Apache Hadoop consists of three parts:

HDFS or Hadoop Distributed File System handles the storage of the data, providing distributed storage across hundreds and thousands of nodes.

MapReduce is for distributed data processing, splitting up the processing of data into 2 parts – Map actions (which can be performed in parallel directly on the nodes), and Reduce actions (which merges the data together to produce the result).

YARN or Yet Another Resource Negotiator which manages the resources, scheduling, and monitoring of the jobs.
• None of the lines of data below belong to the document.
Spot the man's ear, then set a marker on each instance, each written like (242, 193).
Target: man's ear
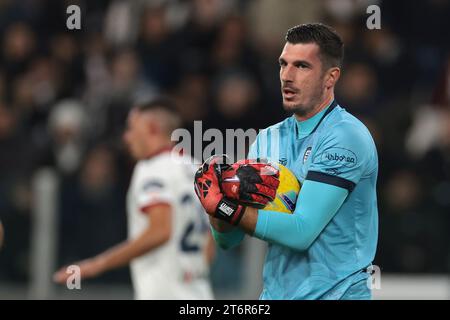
(332, 77)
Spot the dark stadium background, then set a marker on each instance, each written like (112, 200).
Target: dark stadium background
(64, 97)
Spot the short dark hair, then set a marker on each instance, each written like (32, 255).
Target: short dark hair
(160, 102)
(166, 109)
(329, 42)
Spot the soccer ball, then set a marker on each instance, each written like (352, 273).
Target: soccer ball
(287, 192)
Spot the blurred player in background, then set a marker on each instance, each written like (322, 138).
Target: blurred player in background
(169, 246)
(1, 234)
(323, 249)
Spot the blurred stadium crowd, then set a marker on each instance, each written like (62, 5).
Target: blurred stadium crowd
(64, 97)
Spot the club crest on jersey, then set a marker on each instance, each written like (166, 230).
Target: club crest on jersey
(307, 153)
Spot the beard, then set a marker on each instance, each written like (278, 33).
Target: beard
(303, 108)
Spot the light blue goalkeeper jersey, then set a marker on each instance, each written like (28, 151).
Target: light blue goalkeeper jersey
(330, 152)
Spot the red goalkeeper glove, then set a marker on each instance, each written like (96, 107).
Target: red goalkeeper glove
(250, 182)
(207, 188)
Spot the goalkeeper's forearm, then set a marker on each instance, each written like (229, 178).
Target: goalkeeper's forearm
(224, 234)
(298, 230)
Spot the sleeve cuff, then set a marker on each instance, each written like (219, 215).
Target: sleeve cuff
(330, 179)
(261, 224)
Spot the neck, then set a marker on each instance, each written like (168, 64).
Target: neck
(319, 107)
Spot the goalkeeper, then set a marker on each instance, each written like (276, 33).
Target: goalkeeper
(323, 249)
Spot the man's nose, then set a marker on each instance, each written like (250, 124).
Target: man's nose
(287, 74)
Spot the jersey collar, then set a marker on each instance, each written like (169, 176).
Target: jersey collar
(308, 126)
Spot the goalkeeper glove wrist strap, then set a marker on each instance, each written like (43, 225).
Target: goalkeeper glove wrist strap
(229, 211)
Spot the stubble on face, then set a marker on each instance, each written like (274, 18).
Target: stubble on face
(301, 78)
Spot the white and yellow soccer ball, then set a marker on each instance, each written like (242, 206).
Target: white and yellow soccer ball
(287, 192)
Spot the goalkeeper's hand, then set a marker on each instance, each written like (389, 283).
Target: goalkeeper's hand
(250, 182)
(225, 190)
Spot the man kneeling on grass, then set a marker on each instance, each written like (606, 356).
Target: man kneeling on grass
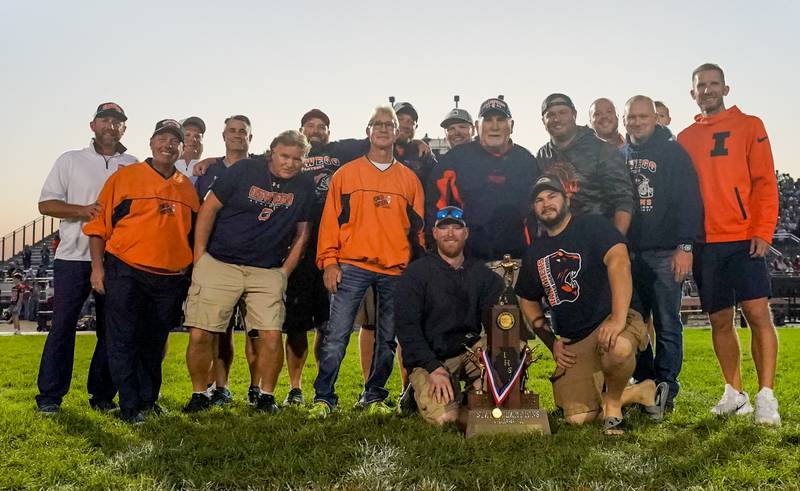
(440, 303)
(250, 235)
(581, 267)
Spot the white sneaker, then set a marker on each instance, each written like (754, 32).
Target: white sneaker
(767, 409)
(733, 402)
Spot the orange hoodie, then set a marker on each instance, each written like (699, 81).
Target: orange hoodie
(733, 159)
(372, 218)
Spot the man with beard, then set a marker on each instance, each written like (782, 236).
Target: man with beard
(605, 122)
(237, 136)
(307, 305)
(371, 228)
(140, 251)
(580, 267)
(592, 171)
(441, 303)
(193, 129)
(70, 193)
(731, 152)
(667, 221)
(251, 233)
(458, 127)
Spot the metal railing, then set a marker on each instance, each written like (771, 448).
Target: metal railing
(30, 233)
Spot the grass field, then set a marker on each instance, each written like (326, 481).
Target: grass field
(239, 449)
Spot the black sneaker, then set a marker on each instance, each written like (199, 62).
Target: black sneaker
(132, 416)
(252, 395)
(102, 405)
(407, 405)
(154, 409)
(295, 398)
(198, 402)
(266, 404)
(221, 397)
(48, 409)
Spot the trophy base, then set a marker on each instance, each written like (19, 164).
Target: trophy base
(482, 418)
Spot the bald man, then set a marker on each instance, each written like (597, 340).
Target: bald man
(605, 122)
(668, 217)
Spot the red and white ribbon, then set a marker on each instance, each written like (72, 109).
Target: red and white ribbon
(501, 394)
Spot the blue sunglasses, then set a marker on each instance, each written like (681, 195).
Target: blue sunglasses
(450, 212)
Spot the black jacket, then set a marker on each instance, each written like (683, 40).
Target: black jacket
(669, 208)
(593, 171)
(438, 310)
(494, 192)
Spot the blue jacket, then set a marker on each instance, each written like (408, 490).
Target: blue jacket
(669, 210)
Hadoop was the first Big Data framework and paved the way for the Big Data revolution. But as with many technologies, additional opportunities for improvement were soon found. Other frameworks have been created, often building on top of Hadoop or parts of it. One of the most popular of these has been Apache Spark, which improves the performance of Hadoop, offering speeds which are three times faster. Spark also provides other improvements, like storing datasets directly in memory. This removes the disk latency time and improves the performance even more.

Big Data for Everyone

Over the last several years Hadoop, and later Spark, have allowed for processing Big Data at much faster speeds using distributed computing. However, distributed computing often requires large server farms to process the data efficiently. Many companies do not want to invest in the infrastructure for this, as it would require a large up-front cost and ongoing management costs. For these companies, running Big Data jobs on the cloud offers a great alternative. Cloud storage allows the cloud provider to handle the distributed storage requirements. The distributed processing can also be performed directly on the cloud, again, moving the management of the cluster to the cloud provider.
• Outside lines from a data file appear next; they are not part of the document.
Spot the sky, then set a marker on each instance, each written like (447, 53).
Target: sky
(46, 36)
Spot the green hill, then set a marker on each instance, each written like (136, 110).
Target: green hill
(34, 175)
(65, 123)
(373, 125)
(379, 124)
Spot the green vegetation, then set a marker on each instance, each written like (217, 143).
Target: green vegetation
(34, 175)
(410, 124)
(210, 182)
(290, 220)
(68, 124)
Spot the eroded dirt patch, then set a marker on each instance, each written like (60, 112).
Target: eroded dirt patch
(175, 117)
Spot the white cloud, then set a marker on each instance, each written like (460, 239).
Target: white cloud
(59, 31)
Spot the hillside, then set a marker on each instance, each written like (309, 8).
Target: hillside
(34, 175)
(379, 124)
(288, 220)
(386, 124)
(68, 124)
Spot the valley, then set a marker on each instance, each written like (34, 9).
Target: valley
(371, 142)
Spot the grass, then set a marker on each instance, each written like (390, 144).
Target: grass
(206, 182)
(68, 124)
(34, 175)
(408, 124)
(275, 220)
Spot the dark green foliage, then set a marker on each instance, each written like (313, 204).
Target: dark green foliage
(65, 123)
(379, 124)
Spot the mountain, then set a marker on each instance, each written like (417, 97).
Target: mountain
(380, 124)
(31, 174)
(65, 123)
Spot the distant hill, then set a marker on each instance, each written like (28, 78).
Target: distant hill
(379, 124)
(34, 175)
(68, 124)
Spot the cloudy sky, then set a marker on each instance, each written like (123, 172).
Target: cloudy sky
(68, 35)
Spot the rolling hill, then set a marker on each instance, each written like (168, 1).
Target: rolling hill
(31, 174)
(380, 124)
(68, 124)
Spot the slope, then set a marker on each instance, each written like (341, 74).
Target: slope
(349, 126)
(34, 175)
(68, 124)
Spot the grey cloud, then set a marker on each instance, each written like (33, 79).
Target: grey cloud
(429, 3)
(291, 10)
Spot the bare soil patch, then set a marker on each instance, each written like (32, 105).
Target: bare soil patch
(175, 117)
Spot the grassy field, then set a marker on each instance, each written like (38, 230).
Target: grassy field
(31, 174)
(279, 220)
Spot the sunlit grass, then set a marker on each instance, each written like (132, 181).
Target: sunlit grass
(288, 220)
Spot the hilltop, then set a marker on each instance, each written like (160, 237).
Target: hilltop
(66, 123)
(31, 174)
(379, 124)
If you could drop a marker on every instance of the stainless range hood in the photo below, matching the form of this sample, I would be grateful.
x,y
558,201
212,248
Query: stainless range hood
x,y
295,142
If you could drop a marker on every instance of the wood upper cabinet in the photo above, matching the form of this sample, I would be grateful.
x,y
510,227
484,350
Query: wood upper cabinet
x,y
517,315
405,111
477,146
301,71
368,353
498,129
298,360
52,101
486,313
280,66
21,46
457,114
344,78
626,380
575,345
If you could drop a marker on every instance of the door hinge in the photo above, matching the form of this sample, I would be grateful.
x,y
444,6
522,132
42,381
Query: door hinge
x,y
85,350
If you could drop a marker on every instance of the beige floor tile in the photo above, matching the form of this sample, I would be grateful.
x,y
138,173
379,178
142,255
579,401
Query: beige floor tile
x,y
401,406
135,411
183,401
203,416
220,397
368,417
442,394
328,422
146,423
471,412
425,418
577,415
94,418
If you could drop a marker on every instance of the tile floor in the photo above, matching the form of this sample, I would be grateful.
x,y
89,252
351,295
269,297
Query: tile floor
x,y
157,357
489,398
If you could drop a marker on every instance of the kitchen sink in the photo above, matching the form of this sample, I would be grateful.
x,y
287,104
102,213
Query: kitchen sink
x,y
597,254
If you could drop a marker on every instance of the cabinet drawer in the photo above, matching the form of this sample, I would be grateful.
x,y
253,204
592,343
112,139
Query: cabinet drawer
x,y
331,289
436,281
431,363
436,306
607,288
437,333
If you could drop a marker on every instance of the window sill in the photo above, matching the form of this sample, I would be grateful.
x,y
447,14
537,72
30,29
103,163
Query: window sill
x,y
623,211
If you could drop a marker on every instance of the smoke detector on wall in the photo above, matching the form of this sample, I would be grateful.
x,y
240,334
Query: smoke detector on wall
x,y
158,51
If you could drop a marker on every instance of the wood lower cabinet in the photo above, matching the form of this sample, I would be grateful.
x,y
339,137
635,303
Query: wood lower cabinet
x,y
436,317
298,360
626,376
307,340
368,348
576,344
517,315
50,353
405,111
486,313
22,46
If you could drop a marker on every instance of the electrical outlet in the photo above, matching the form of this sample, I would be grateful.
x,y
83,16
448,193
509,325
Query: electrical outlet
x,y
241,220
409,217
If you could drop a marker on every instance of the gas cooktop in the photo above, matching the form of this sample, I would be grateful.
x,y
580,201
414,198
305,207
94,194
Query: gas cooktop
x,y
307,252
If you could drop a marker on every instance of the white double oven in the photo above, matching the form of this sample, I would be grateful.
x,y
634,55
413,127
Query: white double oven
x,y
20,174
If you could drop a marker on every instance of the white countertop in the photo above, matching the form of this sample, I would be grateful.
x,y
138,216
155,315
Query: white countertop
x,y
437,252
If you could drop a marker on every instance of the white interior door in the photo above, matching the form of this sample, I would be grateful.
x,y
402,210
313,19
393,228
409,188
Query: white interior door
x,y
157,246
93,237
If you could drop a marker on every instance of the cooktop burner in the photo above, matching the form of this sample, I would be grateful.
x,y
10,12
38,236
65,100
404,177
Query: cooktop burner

The cloud makes Big Data available to anyone, providing the management and infrastructure needed at a reduced price. Instead of running and maintaining the servers itself, a company can pay for only the resources that they need. But this can still be inefficient. Without autoscaling, a company that runs Spark on the cloud is not effectively using all its resources 100% of the time. This means between jobs the worker nodes are sitting around unused. Being able to scale up resources to match workloads, and then scale them down again when the workload is finished, provides valuable cost savings.
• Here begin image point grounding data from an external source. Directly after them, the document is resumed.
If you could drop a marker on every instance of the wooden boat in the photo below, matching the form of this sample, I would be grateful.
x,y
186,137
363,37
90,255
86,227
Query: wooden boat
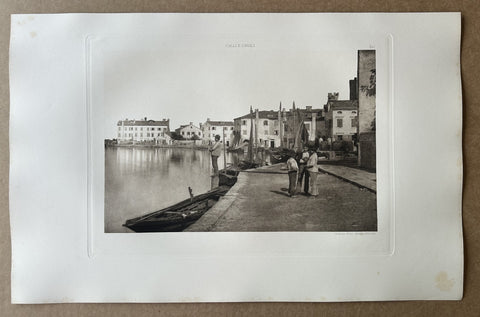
x,y
178,216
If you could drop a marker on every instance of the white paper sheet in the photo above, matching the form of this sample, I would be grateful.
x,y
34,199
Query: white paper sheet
x,y
60,252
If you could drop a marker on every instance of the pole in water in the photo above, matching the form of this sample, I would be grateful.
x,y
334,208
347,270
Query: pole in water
x,y
190,191
224,153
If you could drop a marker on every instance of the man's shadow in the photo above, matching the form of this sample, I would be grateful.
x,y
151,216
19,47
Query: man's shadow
x,y
284,192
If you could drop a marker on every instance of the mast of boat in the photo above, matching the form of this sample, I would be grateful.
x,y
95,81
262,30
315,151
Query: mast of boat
x,y
294,125
250,150
256,133
280,131
224,152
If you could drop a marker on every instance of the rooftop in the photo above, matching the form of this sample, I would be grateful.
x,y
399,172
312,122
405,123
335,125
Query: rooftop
x,y
342,105
144,122
223,123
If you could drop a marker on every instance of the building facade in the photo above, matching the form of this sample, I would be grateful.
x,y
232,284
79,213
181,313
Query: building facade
x,y
145,130
341,119
265,129
366,75
212,128
189,131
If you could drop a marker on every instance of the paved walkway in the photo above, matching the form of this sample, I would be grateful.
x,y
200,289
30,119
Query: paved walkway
x,y
355,176
259,202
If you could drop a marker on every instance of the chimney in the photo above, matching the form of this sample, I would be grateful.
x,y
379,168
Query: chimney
x,y
332,96
353,89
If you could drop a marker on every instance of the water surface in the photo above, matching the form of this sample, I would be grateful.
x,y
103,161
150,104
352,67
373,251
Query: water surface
x,y
142,180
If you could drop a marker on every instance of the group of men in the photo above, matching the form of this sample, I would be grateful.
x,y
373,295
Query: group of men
x,y
305,167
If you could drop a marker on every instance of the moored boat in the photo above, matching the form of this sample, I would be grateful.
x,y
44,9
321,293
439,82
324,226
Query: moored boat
x,y
178,216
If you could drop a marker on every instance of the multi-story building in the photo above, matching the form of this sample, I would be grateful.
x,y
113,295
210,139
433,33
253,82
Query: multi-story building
x,y
144,131
189,131
265,130
366,74
341,119
212,128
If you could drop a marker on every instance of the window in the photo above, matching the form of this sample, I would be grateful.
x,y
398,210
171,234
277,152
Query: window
x,y
339,123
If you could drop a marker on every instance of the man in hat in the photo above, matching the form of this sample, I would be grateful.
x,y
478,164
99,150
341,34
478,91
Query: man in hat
x,y
215,150
292,168
312,170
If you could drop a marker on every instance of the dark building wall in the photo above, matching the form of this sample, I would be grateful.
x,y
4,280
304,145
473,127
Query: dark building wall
x,y
366,77
353,89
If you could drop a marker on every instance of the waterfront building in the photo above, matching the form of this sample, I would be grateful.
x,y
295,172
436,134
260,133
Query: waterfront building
x,y
265,130
341,119
144,130
366,75
190,131
211,128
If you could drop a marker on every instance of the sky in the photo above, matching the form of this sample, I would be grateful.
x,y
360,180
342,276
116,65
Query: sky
x,y
193,84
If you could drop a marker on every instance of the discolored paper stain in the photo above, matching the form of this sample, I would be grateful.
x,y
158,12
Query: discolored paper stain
x,y
442,281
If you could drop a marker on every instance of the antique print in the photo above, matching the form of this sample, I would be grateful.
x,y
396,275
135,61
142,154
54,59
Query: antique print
x,y
241,139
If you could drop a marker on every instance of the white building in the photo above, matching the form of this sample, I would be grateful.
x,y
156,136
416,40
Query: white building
x,y
153,131
341,119
212,128
265,128
190,131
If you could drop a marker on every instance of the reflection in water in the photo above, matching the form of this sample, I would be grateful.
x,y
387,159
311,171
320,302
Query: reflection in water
x,y
142,180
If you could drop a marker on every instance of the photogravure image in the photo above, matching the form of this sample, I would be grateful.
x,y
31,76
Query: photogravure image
x,y
235,137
Autoscaling and Provisioning

The most cost-efficient way to run an application on the cloud is to use auto-scaling to provision additional resources dynamically within minutes, minimizing unused computing time. This scaling works well with Big Data, which often has inconsistent workloads. A great tool for provisioning and scaling on the cloud is Kubernetes, which is supported across all the major cloud providers (and can be run locally as well). Kubernetes is a container orchestration platform for deploying, scaling and monitoring containers, and it is also a great match for Big Data. The latest versions of Spark support direct integration with Kubernetes as a scheduler, replacing YARN.

Now instead of just assigning jobs to an array of machines, Kubernetes, along with the autoscaling groups available from cloud providers, can request additional resources, and allocate those resources intelligently to Spark to process the job. This integration provides many benefits; in addition to the ability to autoscale, it also makes it easy to run multiple Spark applications in full isolation from each other. A single Kubernetes cluster can be used by a variety of Spark applications (even different versions of Spark), without conflicts. It also makes Spark cloud-agnostic, allowing Spark to run on a variety of cloud providers.

At Synchronoss, our Synchronoss Insights Platform (SIP) is a tool that uses Spark for processing Big Data. SIP accepts data, performs ETL (Extract, Transform, Load) on it, and then provides an intuitive UI to perform analysis on the data, building custom charts and graphs as needed. We are currently updating SIP to run on Kubernetes, helping us achieve many of the benefits listed above.